In thinking about this issue, we should acknowledge that our current methods for disposing of trash/garbage are unsustainable. We not only generate far too much waste, we pretend to make it disappear by dumping everything in a large pile (landfill) for future generations to deal with. The easiest first step for a better system would be to separate organic recyclable materials from the trash. Organics make up about 40 percent of the waste stream and can be processed into compost for use on farms and gardens.
One critical factor that seems to be missing from the discussion is economics. At one point we were told that only one bidder responded to the request for quotes for organics removal, and the price was double that of the previous year: too much. But what is being doubled, and how much is too much?
It is worth remembering that before the Borough and Township consolidated, each and every household in the Township had to arrange for its own garbage pickup, a really inefficient system. In going through my records I found some 1992 bills from National Waste Disposal: I was paying about $29/month, or $348/year for trash removal. I switched to another smaller company which saved me $7/mo; in 1995 I paid $22/month, A DEAL. After consolidation trash removal was provided as a service included in our local taxes.
In the most recent Princeton budget, trash/garbage removal is listed at about $1.6 million per year, or about $160/year per household (for about 10,000 households), a significant reduction over what township residents must have been paying just before consolidation in 2013.
The point is that Princeton could afford to pay significantly more to do trash removal correctly, given what we are saving compared to pre-consolidation days. In any case, it would be good to have some numbers on the per household cost of the present unsustainable system and better alternatives.
This might be a good time to consider better approaches to funding household trash removal, for example charging per volume removed per household (charging per bag of trash) rather than a flat fee per household; organics pickup would be free. This would provide a strong incentive for households to reduce the waste volume that they pay to remove by separating organics first.

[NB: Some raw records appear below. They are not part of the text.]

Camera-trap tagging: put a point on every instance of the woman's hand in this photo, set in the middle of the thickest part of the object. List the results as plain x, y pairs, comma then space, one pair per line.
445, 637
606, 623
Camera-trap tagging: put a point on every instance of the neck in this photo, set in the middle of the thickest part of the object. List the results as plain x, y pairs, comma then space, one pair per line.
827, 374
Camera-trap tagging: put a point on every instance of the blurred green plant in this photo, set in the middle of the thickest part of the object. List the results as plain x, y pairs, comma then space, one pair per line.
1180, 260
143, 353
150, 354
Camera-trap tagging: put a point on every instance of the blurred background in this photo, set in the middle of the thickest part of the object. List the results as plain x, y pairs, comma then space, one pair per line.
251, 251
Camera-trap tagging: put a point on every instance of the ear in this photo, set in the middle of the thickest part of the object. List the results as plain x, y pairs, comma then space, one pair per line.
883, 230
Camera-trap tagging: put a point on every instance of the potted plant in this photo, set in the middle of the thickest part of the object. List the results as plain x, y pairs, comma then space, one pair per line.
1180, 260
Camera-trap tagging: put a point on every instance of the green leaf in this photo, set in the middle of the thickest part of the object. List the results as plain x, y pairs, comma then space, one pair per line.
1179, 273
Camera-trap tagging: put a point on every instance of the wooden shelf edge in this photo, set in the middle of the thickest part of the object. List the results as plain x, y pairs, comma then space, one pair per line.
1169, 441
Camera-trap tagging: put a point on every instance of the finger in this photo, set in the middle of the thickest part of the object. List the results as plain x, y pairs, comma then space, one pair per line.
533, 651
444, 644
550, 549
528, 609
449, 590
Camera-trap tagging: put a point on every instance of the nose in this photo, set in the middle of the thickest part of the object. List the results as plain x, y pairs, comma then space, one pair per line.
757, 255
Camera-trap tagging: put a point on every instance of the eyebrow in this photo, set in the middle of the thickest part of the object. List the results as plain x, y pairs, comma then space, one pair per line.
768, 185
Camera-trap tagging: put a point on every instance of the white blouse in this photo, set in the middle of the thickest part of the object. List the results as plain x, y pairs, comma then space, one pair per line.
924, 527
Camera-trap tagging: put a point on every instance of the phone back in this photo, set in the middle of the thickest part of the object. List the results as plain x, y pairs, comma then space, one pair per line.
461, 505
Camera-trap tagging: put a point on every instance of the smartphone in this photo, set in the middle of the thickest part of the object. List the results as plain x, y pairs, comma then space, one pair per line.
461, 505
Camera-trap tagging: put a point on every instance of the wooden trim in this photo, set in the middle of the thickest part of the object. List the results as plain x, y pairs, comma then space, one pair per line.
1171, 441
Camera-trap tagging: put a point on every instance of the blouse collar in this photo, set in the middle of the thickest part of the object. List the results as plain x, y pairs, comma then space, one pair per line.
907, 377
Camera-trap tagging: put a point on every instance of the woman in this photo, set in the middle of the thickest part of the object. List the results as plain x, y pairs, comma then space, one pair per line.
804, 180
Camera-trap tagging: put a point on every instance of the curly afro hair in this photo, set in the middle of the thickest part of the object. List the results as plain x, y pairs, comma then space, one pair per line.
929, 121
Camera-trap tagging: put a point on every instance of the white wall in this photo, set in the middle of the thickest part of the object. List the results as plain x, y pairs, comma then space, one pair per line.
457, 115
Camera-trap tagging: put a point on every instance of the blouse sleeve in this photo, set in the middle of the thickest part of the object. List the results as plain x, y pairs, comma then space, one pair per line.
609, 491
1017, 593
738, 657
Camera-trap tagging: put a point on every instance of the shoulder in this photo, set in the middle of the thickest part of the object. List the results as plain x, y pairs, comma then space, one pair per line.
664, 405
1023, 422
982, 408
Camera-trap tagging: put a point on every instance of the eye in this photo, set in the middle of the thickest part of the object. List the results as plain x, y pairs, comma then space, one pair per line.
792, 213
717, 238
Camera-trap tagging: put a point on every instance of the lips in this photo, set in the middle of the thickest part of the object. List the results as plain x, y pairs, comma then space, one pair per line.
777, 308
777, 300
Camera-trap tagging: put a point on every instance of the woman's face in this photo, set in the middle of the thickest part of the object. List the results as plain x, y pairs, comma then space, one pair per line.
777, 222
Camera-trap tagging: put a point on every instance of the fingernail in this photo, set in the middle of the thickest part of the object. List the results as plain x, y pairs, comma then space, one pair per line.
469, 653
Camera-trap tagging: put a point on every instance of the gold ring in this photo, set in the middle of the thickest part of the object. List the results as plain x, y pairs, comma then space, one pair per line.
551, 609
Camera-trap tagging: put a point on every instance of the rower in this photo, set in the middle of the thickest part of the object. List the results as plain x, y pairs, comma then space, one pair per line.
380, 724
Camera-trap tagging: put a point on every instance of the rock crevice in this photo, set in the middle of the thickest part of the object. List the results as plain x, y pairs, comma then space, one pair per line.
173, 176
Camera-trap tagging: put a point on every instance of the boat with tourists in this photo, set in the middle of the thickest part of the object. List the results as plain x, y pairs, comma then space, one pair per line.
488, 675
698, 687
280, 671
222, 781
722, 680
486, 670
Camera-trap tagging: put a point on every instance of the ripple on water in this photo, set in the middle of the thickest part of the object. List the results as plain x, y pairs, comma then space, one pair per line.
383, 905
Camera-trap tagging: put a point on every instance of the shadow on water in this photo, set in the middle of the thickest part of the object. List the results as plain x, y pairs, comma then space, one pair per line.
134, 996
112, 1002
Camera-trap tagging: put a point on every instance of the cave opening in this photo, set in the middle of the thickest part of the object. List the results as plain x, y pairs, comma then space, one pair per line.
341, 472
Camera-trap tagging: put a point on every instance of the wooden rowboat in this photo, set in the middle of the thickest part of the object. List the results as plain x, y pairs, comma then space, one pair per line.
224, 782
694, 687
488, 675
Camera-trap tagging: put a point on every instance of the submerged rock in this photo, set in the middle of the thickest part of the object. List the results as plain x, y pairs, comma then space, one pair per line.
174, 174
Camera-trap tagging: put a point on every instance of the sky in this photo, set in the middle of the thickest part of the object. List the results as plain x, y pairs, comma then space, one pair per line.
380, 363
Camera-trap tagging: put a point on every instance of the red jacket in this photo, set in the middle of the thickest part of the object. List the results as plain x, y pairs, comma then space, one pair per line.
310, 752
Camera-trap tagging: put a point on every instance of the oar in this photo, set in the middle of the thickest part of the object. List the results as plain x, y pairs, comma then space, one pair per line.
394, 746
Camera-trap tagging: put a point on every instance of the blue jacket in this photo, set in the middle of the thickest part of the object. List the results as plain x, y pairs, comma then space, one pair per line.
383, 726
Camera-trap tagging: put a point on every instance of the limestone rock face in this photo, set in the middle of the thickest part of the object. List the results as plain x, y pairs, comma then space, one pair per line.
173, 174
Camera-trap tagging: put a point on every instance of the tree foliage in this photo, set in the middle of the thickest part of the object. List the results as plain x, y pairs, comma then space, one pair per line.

While our current approach is bad, it is an improvement over practices of the good old days. Up to the late 1950s, New York City disposed of its trash by loading it on garbage scows which were towed out to sea and tipped into the ocean. If the winds and currents did not cooperate, or if the scow captain wanted an early dinner and tipped the load too soon, some of this filth was returned to the beaches of Long Island. This was CHEAP!
We no longer tolerate this kind of behavior, fortunately, and are willing to pay for better ways of doing things.
Princeton should take the lead in finding a way to make organics recycling work.